Australian scientists have discovered a fatal weakness in aggressive blood cancer, opening doors to innovative therapies.
Australian researchers have found a new way to kill acute myeloid leukaemia (AML) cells by cutting off their supply of heme, a molecule the cancer needs to survive.
This triggers a newly discovered type of cell death called cuproptosis and could target the stem cells that cause relapse, offering a potential route to more effective treatments for this aggressive blood cancer.
Dr Alexander Lewis, a postdoctoral researcher at Peter Mac, said they had “uncovered a fundamental weakness in AML cells”.
“By blocking AML cells from producing heme, we can switch on cuproptosis, a unique form of cell death, and effectively kill the cells most responsible for causing a cancer relapse.
“This opens the door to new therapies that are potentially more powerful and longer lasting.”
Around 900 Australians are diagnosed with AML each year, and half of patients relapse, with median survival after relapsof of just four to six months.
The study, published in Cell and carried out with WEHI, the Florey Institute, Monash University, Murdoch Children’s Research Institute and the Centre for Cancer Biology, also points to other metabolic pathways that could be targeted to improve future treatments.
Heme is a vital molecule best known for carrying oxygen in red blood cells.
“Cells can salvage heme from the extracellular environment or synthesize heme de novo from succinyl-coenzyme A (CoA) and glycine through a series of 8 enzymatic reactions catalysed by heme biosynthesis enzymes (HBEs) localised in the mitochondria and the cytosol,” the researchers wrote.
“Beyond its function as an oxygen carrier in erythroid cells, heme is required for—and regulates—numerous molecular processes in non-erythroid cells, ranging from mitochondrial energy generation to iron homeostasis, antioxidant defence, kinase signalling, and transcription.
“Heme levels have been shown to modulate cell fate decisions, including differentiation and apoptotic cell death.
“However, despite the potential for altered heme biosynthesis to impact critical features of cancer cells, HBEs have not been extensively investigated as drug targets in cancer.”
The study revealed that heme depletion causes a disruption in copper balance inside AML cells, leading to the breakdown of Complex IV, a key component of the mitochondria.
This collapse initiated a chain reaction that ultimately kills the cancer cells. The researchers noted that AML cells appeared to be particularly vulnerable because they naturally have lower levels of the enzymes that produce heme, making them less able to withstand heme depletion compared with normal blood stem cells.
While promising, the researchers cautioned that much work remained to be done before heme-targeting therapies could reach patients.
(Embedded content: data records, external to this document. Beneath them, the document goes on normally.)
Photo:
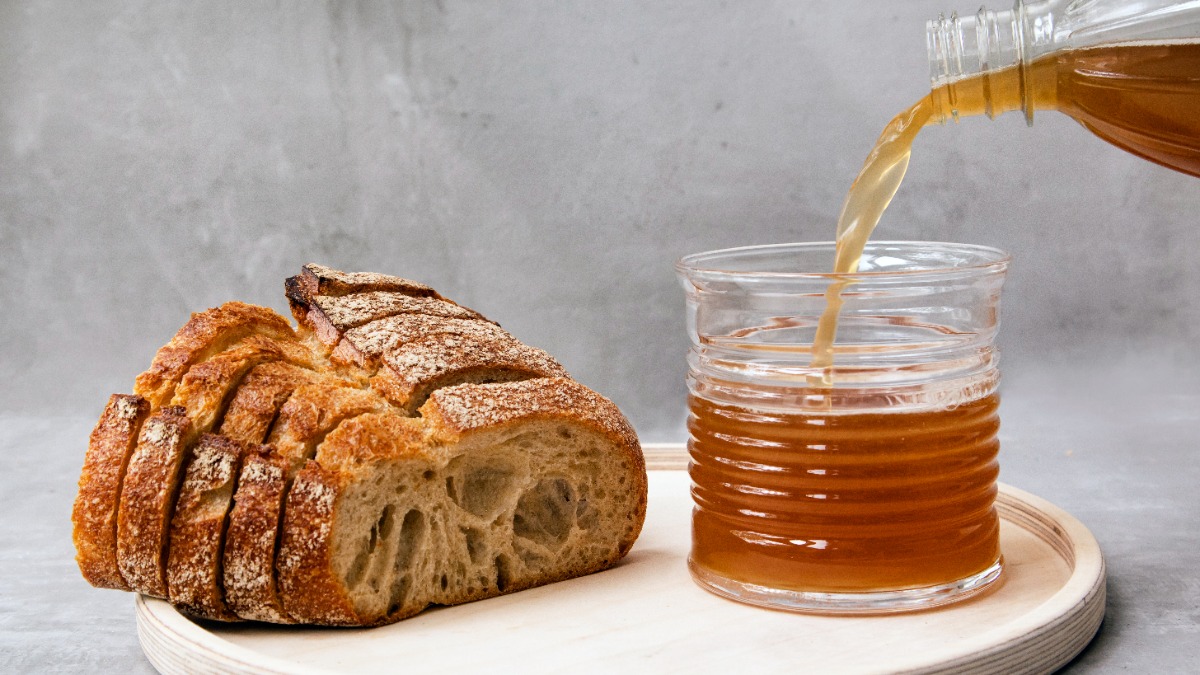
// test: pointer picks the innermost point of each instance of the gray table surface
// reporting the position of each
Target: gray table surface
(1114, 443)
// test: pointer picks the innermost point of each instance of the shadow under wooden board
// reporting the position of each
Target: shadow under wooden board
(647, 615)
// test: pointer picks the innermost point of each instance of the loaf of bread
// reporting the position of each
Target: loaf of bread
(395, 451)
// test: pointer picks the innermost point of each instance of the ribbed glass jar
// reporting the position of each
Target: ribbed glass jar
(865, 489)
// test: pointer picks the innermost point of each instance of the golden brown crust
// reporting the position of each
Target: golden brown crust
(258, 400)
(310, 590)
(95, 509)
(455, 411)
(251, 536)
(148, 500)
(306, 418)
(371, 437)
(232, 368)
(205, 334)
(329, 317)
(365, 345)
(417, 369)
(312, 412)
(197, 530)
(319, 280)
(207, 388)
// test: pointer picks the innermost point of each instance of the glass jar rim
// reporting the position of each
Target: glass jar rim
(946, 260)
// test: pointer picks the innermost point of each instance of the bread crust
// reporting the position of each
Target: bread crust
(94, 514)
(249, 568)
(195, 561)
(148, 500)
(319, 280)
(204, 335)
(418, 368)
(259, 396)
(385, 381)
(365, 345)
(311, 413)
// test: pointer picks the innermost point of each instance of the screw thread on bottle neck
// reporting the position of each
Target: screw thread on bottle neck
(979, 48)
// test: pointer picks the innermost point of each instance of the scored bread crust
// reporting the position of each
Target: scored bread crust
(259, 396)
(385, 380)
(329, 317)
(305, 419)
(435, 362)
(249, 563)
(195, 577)
(149, 494)
(205, 334)
(148, 500)
(319, 280)
(95, 508)
(365, 345)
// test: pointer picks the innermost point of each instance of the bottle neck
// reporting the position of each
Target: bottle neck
(981, 64)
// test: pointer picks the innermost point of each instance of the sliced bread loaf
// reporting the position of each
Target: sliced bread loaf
(412, 453)
(195, 556)
(109, 448)
(305, 419)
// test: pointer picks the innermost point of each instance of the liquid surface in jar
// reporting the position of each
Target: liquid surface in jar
(850, 502)
(1143, 97)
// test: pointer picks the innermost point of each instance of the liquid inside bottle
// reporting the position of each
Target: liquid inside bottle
(1141, 96)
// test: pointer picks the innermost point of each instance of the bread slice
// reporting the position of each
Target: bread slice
(148, 500)
(249, 557)
(94, 515)
(305, 419)
(149, 493)
(205, 334)
(195, 557)
(412, 344)
(498, 488)
(259, 396)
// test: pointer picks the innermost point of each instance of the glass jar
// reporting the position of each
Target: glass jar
(867, 487)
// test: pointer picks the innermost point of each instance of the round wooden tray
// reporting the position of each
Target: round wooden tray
(647, 615)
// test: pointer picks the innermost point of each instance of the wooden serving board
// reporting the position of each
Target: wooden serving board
(647, 615)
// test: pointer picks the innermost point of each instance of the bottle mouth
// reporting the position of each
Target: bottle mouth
(960, 47)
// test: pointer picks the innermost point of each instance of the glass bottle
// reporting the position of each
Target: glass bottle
(1128, 71)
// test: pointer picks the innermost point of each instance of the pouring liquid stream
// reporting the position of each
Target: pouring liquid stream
(1141, 97)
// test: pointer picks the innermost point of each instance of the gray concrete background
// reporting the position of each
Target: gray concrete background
(545, 163)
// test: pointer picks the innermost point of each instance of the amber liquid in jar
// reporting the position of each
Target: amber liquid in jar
(844, 502)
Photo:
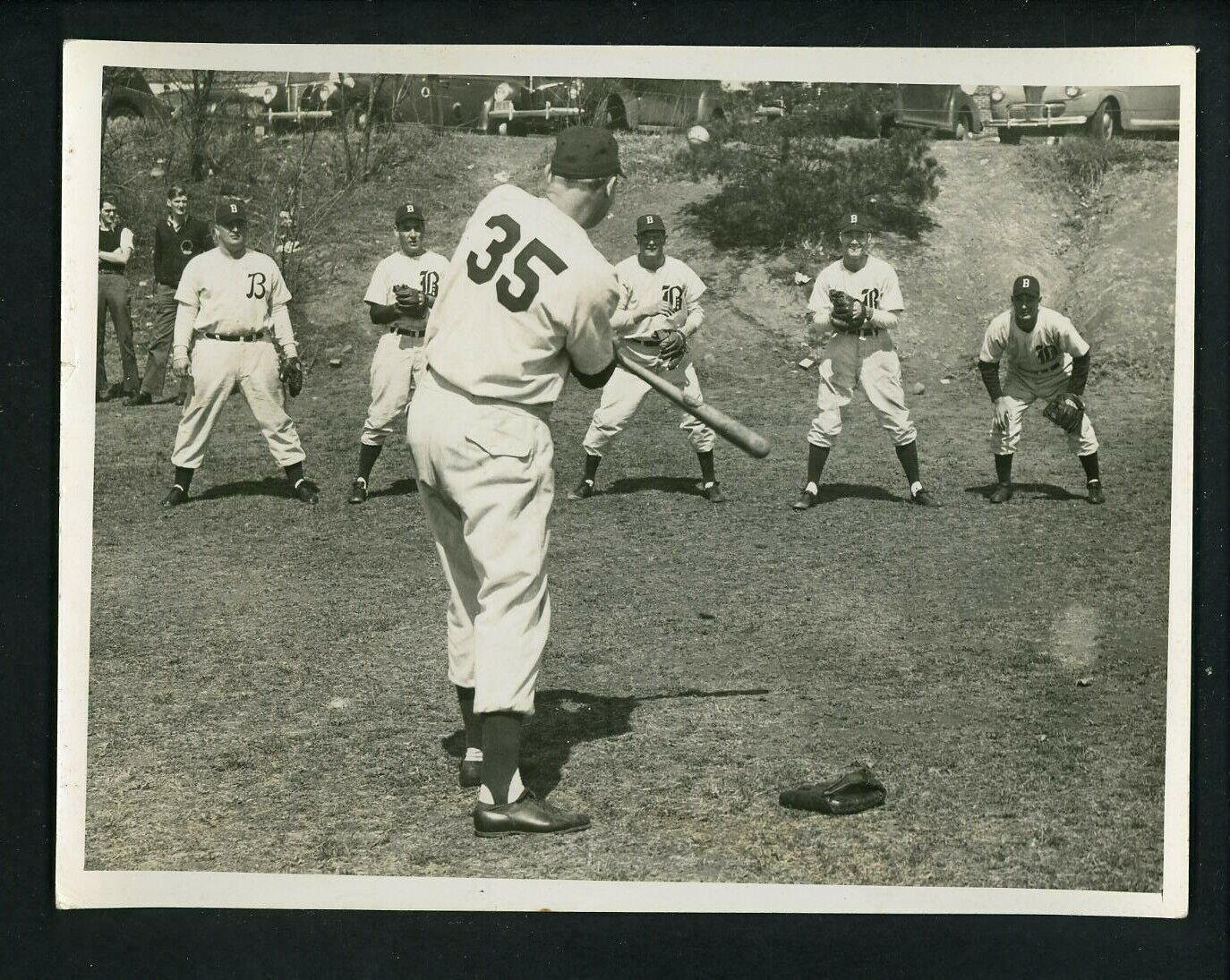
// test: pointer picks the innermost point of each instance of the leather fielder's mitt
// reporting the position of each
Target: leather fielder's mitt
(854, 792)
(1065, 411)
(410, 300)
(848, 312)
(292, 374)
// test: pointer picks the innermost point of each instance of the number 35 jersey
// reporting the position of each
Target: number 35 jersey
(525, 294)
(1052, 344)
(875, 285)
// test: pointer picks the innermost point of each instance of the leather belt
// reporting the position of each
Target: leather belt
(239, 337)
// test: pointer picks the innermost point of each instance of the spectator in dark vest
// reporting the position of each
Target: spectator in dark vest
(115, 250)
(177, 237)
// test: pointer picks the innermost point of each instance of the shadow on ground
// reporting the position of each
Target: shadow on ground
(563, 719)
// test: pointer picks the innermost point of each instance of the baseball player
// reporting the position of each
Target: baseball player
(658, 312)
(230, 299)
(115, 251)
(402, 290)
(1046, 358)
(858, 300)
(525, 302)
(177, 237)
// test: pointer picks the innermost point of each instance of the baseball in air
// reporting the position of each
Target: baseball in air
(697, 135)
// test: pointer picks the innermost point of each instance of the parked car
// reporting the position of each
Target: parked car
(1101, 112)
(676, 104)
(944, 108)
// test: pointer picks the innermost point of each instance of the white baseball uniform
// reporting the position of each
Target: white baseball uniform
(398, 361)
(525, 295)
(1037, 365)
(680, 288)
(227, 299)
(867, 358)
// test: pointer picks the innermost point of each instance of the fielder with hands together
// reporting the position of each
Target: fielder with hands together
(229, 298)
(525, 302)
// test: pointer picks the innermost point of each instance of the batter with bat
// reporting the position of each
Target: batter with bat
(660, 312)
(402, 292)
(1046, 358)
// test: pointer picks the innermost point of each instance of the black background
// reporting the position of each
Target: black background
(38, 941)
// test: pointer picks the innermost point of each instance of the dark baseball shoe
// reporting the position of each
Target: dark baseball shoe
(306, 490)
(806, 500)
(526, 815)
(176, 497)
(583, 492)
(470, 773)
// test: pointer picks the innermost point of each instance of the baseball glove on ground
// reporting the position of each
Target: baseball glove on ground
(854, 792)
(848, 312)
(1066, 412)
(410, 300)
(292, 374)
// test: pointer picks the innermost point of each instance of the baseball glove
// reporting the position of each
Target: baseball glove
(1065, 411)
(410, 300)
(854, 792)
(292, 374)
(848, 312)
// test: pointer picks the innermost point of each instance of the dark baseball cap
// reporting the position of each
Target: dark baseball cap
(583, 153)
(227, 211)
(408, 214)
(650, 223)
(1027, 285)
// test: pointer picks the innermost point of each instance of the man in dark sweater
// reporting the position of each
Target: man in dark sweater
(177, 237)
(115, 250)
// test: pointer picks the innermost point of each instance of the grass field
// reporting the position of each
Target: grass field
(269, 690)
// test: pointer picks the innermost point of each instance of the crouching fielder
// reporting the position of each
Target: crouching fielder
(1046, 358)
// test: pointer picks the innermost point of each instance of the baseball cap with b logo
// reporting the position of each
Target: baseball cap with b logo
(408, 214)
(1026, 285)
(650, 223)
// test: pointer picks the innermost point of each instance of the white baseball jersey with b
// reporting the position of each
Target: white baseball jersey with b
(850, 359)
(1037, 364)
(398, 359)
(525, 295)
(676, 285)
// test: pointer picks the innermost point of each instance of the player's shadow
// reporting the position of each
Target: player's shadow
(1029, 490)
(563, 719)
(397, 489)
(688, 486)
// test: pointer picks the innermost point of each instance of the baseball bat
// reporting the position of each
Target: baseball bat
(730, 430)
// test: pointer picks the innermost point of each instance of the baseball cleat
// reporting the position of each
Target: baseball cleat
(176, 497)
(470, 773)
(583, 492)
(526, 815)
(306, 490)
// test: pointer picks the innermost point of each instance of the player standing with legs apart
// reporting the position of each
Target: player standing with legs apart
(230, 298)
(660, 311)
(115, 251)
(402, 290)
(177, 239)
(860, 300)
(526, 300)
(1046, 359)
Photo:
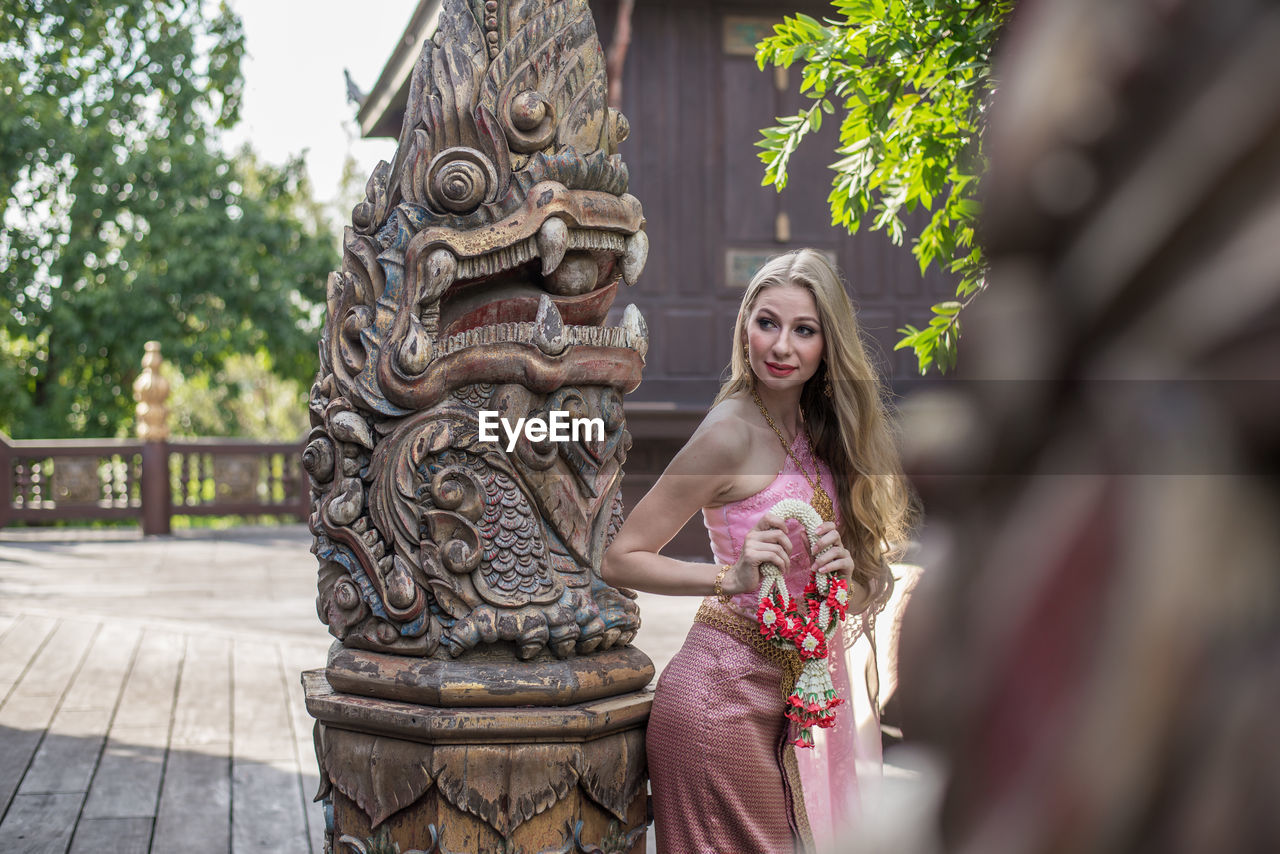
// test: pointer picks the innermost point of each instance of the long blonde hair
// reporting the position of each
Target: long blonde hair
(851, 430)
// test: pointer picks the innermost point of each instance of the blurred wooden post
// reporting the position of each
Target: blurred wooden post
(151, 391)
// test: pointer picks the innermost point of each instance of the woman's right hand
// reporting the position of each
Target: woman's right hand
(766, 543)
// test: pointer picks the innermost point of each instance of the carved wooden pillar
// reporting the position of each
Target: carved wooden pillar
(483, 694)
(151, 392)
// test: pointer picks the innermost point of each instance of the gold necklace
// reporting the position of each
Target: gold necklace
(821, 501)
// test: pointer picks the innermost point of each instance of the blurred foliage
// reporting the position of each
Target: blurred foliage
(243, 397)
(126, 222)
(910, 81)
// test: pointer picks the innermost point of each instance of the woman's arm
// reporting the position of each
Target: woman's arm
(700, 475)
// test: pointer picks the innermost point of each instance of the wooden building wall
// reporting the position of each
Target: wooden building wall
(695, 112)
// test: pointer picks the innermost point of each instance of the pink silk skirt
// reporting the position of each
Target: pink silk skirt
(716, 745)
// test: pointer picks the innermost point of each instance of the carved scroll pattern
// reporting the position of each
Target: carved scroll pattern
(506, 181)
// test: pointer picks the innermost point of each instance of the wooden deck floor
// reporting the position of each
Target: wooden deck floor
(122, 738)
(150, 695)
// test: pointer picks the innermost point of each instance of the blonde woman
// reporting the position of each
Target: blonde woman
(800, 416)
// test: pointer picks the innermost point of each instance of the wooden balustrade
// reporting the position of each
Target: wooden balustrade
(150, 479)
(104, 479)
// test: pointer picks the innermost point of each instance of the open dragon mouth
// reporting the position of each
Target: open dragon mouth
(553, 290)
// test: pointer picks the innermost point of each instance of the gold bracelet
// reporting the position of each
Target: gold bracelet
(720, 583)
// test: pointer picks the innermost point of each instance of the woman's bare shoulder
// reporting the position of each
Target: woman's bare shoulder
(720, 444)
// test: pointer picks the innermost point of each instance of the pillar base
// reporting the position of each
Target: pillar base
(467, 780)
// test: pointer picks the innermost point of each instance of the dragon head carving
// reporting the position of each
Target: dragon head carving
(478, 274)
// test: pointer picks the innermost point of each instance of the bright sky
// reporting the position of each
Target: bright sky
(295, 92)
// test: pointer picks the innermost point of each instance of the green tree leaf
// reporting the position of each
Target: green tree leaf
(909, 81)
(124, 220)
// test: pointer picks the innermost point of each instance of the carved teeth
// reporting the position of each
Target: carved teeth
(636, 329)
(415, 351)
(439, 270)
(552, 243)
(635, 256)
(549, 328)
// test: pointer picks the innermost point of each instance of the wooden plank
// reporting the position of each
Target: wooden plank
(266, 794)
(260, 713)
(71, 749)
(67, 756)
(99, 681)
(19, 647)
(17, 747)
(195, 802)
(115, 835)
(296, 658)
(266, 814)
(55, 663)
(150, 692)
(32, 702)
(204, 712)
(40, 823)
(127, 782)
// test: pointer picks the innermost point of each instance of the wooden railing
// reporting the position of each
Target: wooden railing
(151, 482)
(151, 479)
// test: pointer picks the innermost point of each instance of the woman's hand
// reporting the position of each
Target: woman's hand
(836, 557)
(766, 543)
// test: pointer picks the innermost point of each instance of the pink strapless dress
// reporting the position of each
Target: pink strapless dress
(717, 740)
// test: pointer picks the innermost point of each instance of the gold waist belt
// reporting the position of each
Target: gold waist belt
(739, 628)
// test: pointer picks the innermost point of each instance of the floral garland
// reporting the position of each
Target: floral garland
(805, 626)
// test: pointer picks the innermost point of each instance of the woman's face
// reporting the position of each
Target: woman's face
(784, 337)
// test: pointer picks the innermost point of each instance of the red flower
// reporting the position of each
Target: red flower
(772, 617)
(837, 597)
(810, 643)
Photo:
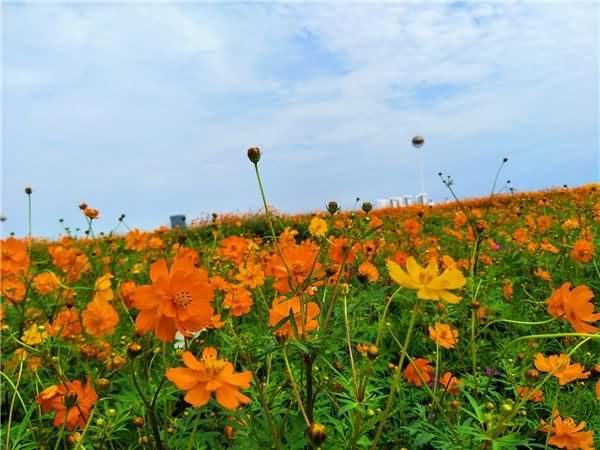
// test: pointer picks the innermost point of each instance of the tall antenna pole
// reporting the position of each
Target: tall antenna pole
(418, 142)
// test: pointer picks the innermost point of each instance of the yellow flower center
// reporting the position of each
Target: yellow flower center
(425, 278)
(182, 298)
(213, 367)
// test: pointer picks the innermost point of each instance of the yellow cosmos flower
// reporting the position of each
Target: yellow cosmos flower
(318, 227)
(429, 283)
(103, 288)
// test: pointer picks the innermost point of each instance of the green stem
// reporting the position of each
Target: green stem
(149, 409)
(295, 387)
(12, 404)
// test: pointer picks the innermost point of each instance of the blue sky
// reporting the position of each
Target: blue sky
(147, 108)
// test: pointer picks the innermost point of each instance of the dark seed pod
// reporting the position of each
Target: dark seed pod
(316, 433)
(254, 154)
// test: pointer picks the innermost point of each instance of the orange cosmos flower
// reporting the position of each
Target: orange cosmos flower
(12, 288)
(91, 213)
(300, 261)
(449, 383)
(412, 226)
(136, 240)
(567, 435)
(14, 256)
(238, 301)
(418, 372)
(560, 366)
(177, 300)
(45, 282)
(341, 252)
(210, 374)
(65, 324)
(583, 251)
(317, 227)
(430, 285)
(444, 335)
(234, 248)
(127, 291)
(155, 243)
(99, 318)
(507, 289)
(251, 275)
(542, 274)
(574, 306)
(281, 308)
(548, 247)
(71, 401)
(368, 271)
(533, 395)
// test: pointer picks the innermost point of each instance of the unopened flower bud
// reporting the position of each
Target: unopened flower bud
(332, 207)
(138, 421)
(134, 349)
(254, 154)
(102, 384)
(317, 433)
(372, 352)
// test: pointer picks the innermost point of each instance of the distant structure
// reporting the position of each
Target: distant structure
(178, 221)
(406, 200)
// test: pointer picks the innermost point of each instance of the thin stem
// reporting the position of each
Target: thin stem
(295, 387)
(265, 406)
(437, 366)
(349, 343)
(12, 403)
(552, 416)
(270, 222)
(396, 379)
(149, 409)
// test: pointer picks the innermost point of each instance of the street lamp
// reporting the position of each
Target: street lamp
(418, 142)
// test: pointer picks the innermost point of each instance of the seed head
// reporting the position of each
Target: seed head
(254, 155)
(317, 433)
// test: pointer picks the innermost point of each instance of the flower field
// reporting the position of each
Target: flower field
(467, 325)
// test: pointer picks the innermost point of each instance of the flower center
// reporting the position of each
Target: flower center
(182, 298)
(425, 278)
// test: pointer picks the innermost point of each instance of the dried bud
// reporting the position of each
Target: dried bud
(102, 384)
(332, 207)
(74, 438)
(134, 349)
(372, 352)
(254, 154)
(70, 399)
(316, 433)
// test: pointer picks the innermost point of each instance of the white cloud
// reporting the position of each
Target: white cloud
(166, 96)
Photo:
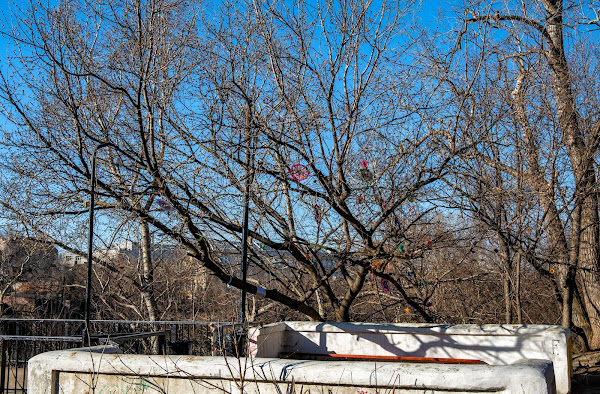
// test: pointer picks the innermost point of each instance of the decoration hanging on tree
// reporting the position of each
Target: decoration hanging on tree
(164, 205)
(365, 174)
(299, 172)
(385, 285)
(318, 213)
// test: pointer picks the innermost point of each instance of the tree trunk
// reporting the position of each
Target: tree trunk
(584, 254)
(147, 278)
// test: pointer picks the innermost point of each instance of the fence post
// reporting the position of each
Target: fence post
(3, 372)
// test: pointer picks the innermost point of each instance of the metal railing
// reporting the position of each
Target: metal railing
(21, 339)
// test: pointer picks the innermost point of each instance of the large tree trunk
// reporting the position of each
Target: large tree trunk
(584, 253)
(147, 278)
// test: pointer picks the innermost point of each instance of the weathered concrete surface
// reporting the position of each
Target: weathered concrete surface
(494, 344)
(104, 372)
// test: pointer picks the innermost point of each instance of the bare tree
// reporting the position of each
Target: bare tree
(315, 107)
(547, 136)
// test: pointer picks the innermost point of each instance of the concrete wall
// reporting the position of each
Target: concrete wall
(493, 344)
(102, 370)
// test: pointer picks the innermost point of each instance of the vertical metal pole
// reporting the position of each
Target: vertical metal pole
(242, 315)
(4, 363)
(88, 282)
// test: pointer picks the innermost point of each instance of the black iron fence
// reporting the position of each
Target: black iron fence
(21, 339)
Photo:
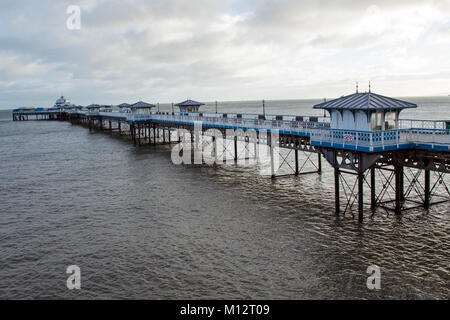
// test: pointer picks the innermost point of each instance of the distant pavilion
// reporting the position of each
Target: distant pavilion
(364, 111)
(189, 106)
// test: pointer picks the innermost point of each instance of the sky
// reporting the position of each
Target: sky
(170, 50)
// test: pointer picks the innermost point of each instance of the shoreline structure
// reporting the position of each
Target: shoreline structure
(364, 138)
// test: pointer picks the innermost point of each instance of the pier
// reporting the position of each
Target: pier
(377, 157)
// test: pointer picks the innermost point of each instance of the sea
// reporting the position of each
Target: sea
(139, 226)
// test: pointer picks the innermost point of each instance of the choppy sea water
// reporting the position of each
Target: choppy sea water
(141, 227)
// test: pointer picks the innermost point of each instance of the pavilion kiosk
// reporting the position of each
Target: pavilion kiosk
(124, 107)
(141, 107)
(364, 112)
(189, 106)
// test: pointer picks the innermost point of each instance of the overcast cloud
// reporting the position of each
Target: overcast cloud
(168, 50)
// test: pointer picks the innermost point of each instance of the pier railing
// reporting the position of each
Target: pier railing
(236, 123)
(423, 124)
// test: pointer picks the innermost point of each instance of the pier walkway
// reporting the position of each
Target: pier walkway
(377, 159)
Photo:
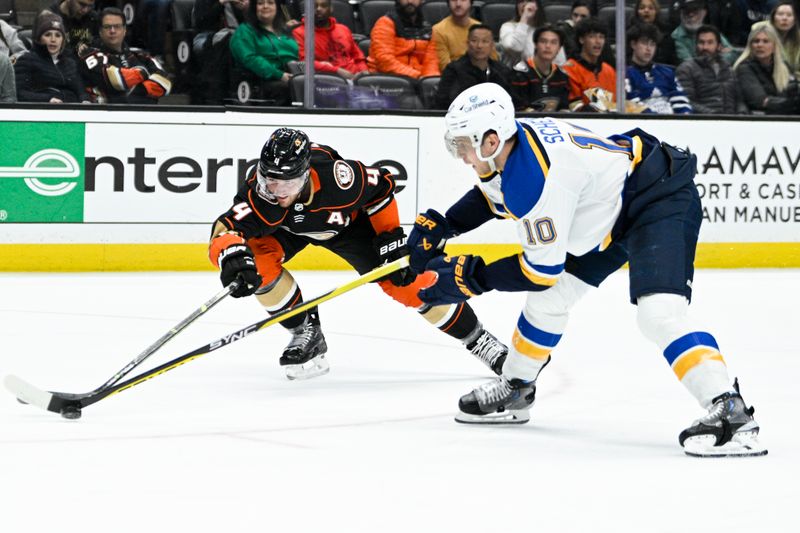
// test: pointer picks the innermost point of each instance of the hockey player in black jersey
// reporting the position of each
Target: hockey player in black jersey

“Although these observations suggest that blocking de novo heme synthesis could be a viable therapeutic strategy, we cannot presently exclude the possibility of serious haematological (e.g., haemolysis or thrombotic microangiopathy) or non-haematological toxicities caused by HBE inhibitor use,” they wrote.
“In conclusion, our study identifies heme depletion as a cuproptosis trigger, strengthening the notion that it is a bona fide cell death pathway that may operate in a host of physiological and pathophysiological contexts.
“We also identify HBEs as promising drug targets in AML, with the availability of HBE crystal structures and tool compounds providing a starting point for drug development.”